Pak's 20-hole playoff victory in the U.S. Women's Open over amateur Jenny Chuasiriporn of Timonium is considered by many to be the best event in golf of the year. It also served as a preview of her next performance.

After shooting even-par 71 in the first round of the Jamie Farr Kroger Classic, Pak equaled the LPGA single-round record of 61, followed it up with a 63 and wound up winning by nine shots, tying the tour's 72-hole record of 23-under par. It left at least one fellow competitor in awe of both her talent and temperament.

"I had a chance to observe her closely," Meg Mallon, who won both the LPGA Championship and the U.S. Women's Open in 1991, said after being paired with Pak during her record-tying 61. "I felt like she plays one shot at a time. She never gets ahead of herself. Each shot is like the only shot of the day for her."

Pak's hot streak came after she struggled earlier in the year, when she finished no better than 11th in her first nine tournaments. But Cable and others who have followed her progress from a prodigy who had won 30 times as an amateur to the most successful rookie in LPGA history are not shocked by her success.

Laura Davies, who played with Pak in Asia and Australia prior to her joining the tour, predicted in January that Pak would win "four or five times" this year.

Cable, a 6-foot-5, 275-pound former basketball player at Samford University and the nephew of former Baltimore Bullet Barney Cable, saw Pak at a tournament in South Korea three years ago.

"I thought to myself, 'This girl is very talented,' " said Cable, who was working for Val Skinner and had previously caddied for Baltimore native Tina Barrett in 1994 and 1995. "I thought that if she ever came to the U.S., I'd love an opportunity to work for her. I knew she had what it took to win. But did I think she'd win four times? I'd have been happy with one."

Pak has won $805,700, second only in earnings to Sweden's Annika Sorenstam. If there is any criticism to Pak's game, it is that she plays consistently well -- or flatly. Aside from the times Pak has won, she has finished in the top 10 only twice. Conversely, Sorenstam has won four times and has been in the top 10 in 14 of 17 tournaments overall.

Asked yesterday if her victories have created expectations similar to those for Tiger Woods, Pak said, "There is no pressure at all."

Hero in homeland

When she returns home next month for the first time in more than a year, Pak will be given a ticker-tape parade from the airport in Seoul to the presidential palace, where she will receive the Blue Dragon, a medal considered the nation's highest sports honor. There will be another parade in her hometown of Taejon.

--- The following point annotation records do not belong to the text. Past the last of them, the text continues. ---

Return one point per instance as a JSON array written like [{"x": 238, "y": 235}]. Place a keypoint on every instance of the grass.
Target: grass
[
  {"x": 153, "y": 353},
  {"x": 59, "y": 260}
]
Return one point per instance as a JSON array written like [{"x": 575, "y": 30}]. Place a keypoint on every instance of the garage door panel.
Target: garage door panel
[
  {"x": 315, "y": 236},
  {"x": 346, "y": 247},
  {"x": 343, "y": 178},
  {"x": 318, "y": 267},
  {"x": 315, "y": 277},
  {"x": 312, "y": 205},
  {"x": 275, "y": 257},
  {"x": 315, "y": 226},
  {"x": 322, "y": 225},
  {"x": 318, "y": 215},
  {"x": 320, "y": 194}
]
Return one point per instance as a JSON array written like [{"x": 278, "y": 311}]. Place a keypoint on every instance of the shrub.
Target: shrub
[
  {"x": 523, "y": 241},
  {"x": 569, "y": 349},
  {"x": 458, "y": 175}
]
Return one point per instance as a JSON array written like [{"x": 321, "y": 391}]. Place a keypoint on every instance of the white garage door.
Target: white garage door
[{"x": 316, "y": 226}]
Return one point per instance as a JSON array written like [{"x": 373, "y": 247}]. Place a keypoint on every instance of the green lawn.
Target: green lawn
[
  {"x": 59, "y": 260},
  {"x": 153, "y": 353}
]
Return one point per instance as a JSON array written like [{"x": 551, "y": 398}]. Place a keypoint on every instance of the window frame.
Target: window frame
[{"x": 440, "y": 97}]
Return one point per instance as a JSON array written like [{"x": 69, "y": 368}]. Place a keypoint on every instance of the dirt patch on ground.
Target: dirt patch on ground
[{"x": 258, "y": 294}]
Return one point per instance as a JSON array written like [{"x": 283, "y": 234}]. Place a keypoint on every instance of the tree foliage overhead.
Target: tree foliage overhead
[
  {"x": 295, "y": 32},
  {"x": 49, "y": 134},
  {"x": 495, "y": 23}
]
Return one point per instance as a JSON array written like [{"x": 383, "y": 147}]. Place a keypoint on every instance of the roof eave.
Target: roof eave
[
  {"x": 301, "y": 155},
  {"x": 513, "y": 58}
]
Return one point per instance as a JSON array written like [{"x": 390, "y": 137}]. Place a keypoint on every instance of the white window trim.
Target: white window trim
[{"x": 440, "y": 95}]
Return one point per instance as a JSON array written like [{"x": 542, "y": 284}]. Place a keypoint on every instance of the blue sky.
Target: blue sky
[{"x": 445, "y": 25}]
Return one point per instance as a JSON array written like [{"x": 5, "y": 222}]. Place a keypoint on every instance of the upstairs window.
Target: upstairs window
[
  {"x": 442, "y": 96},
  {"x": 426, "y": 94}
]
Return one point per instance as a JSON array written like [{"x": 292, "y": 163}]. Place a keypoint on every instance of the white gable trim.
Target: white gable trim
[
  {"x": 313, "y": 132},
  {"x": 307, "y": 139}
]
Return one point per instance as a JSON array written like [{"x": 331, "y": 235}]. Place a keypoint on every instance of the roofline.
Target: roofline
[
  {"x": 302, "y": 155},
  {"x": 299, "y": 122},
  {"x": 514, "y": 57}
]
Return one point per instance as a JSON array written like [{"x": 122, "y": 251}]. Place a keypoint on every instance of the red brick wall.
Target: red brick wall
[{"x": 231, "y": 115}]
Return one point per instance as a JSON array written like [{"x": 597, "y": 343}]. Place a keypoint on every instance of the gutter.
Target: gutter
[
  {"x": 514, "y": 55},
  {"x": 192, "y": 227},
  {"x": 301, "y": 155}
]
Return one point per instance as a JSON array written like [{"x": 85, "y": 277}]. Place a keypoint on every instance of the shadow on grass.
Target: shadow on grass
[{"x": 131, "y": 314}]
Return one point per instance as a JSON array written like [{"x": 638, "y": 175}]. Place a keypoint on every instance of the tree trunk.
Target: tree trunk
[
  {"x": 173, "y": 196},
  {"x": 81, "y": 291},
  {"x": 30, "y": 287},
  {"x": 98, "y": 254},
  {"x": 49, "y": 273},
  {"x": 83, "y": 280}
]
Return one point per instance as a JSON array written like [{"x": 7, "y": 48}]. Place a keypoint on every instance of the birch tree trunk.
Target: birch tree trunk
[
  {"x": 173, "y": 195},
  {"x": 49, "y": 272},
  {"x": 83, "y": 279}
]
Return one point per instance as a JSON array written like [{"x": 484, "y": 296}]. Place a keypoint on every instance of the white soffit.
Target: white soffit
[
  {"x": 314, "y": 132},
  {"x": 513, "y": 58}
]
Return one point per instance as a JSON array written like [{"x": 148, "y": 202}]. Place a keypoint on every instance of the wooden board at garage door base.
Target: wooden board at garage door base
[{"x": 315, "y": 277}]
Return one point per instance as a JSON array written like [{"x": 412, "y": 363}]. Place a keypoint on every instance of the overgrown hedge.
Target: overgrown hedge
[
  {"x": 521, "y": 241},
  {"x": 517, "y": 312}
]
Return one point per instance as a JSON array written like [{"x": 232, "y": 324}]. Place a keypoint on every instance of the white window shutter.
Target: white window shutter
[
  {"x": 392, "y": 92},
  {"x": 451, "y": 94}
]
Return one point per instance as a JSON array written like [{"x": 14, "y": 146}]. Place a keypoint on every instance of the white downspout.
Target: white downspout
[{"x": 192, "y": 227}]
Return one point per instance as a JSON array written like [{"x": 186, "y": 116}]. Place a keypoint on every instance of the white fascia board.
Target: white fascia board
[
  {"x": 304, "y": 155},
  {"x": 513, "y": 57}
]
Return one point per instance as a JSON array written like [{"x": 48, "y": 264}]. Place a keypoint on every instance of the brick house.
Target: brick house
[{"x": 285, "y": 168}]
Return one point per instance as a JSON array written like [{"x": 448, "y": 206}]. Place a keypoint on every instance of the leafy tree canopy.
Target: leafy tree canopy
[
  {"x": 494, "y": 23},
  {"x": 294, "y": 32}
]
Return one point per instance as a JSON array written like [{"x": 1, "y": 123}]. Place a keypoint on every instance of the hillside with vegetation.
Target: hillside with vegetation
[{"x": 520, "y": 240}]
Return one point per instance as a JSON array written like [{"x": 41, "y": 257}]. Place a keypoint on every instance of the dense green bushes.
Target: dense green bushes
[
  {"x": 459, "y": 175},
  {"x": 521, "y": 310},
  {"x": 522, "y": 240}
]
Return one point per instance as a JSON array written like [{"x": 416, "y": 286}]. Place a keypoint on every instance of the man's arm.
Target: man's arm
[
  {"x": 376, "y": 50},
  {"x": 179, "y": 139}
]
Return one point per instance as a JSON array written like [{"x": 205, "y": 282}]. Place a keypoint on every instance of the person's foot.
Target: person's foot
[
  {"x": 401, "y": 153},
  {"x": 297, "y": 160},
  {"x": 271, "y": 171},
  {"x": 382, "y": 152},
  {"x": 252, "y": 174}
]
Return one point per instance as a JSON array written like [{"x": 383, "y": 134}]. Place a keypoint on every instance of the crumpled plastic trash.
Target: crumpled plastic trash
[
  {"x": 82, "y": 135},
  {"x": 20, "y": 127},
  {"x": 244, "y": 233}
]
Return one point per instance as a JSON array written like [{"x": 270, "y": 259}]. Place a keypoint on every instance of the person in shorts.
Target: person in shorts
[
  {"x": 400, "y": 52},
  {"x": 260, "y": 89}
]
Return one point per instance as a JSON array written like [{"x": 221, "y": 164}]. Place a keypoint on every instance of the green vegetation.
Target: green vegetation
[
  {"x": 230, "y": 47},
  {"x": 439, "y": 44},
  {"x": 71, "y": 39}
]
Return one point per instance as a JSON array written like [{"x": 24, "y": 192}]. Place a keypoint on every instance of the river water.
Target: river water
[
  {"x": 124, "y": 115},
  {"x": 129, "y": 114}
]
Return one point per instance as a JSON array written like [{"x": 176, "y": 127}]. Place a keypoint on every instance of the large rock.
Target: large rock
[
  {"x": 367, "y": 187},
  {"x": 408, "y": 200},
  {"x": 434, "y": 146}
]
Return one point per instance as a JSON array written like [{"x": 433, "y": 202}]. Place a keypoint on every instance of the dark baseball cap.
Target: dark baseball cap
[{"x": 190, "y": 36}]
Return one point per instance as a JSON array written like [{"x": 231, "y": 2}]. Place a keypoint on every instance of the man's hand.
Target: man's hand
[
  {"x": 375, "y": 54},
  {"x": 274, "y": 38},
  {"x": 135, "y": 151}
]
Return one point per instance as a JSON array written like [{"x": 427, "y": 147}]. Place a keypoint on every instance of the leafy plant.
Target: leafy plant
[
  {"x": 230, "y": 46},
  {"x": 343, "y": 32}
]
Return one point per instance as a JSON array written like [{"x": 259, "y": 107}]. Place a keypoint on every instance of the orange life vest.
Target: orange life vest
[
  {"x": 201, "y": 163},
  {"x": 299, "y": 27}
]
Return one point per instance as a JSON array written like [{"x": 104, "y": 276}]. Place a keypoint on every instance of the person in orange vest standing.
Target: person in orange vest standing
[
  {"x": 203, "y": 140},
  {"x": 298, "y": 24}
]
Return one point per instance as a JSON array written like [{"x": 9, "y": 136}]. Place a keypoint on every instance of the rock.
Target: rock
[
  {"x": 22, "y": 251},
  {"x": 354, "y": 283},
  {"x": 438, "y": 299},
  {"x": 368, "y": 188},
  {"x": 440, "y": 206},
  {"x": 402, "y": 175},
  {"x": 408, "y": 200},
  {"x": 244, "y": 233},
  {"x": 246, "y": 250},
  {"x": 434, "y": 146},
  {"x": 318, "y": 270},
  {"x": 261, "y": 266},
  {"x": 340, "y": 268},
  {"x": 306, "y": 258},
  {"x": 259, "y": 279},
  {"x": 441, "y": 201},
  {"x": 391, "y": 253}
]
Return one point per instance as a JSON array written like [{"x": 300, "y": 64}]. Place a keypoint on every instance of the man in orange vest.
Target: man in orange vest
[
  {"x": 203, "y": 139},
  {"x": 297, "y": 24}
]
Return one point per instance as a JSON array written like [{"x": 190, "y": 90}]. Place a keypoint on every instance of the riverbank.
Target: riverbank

"She's the Joan of Arc of Korea," said Steven Sung Yung Kil, a former golf magazine writer who has worked as Pak's manager since December. "People's morale is very down because of the economy. They look up to somebody like her. She's become more of a heroine than just an athletic figure."

Said Pak, who will turn 21 Monday: "It feels good and fresh. It's something new."

It is even more than Joon Chul Pak envisioned for his daughter. The elder Pak, who makes Earl Woods look like Mr. Rogers, would take then 12-year-old Se Ri to camp out in a cemetery and make her walk home alone. They did this several times a year until she was 16 and had "no nervous," as she said repeatedly at the Open.

Kil said it is not a coincidence that Pak's hot streak came when her parents were in the United States. And while Pak has said that her father's harsh treatment made her cry at times as a child, it toughened her and made them closer. The elder Pak was the first person to hug Se Ri after she made the putt to beat Chuasiriporn.

"My father taught me to be strong," she said yesterday. "I always thought, 'Show your dad you can do it.' You can do anything if you want."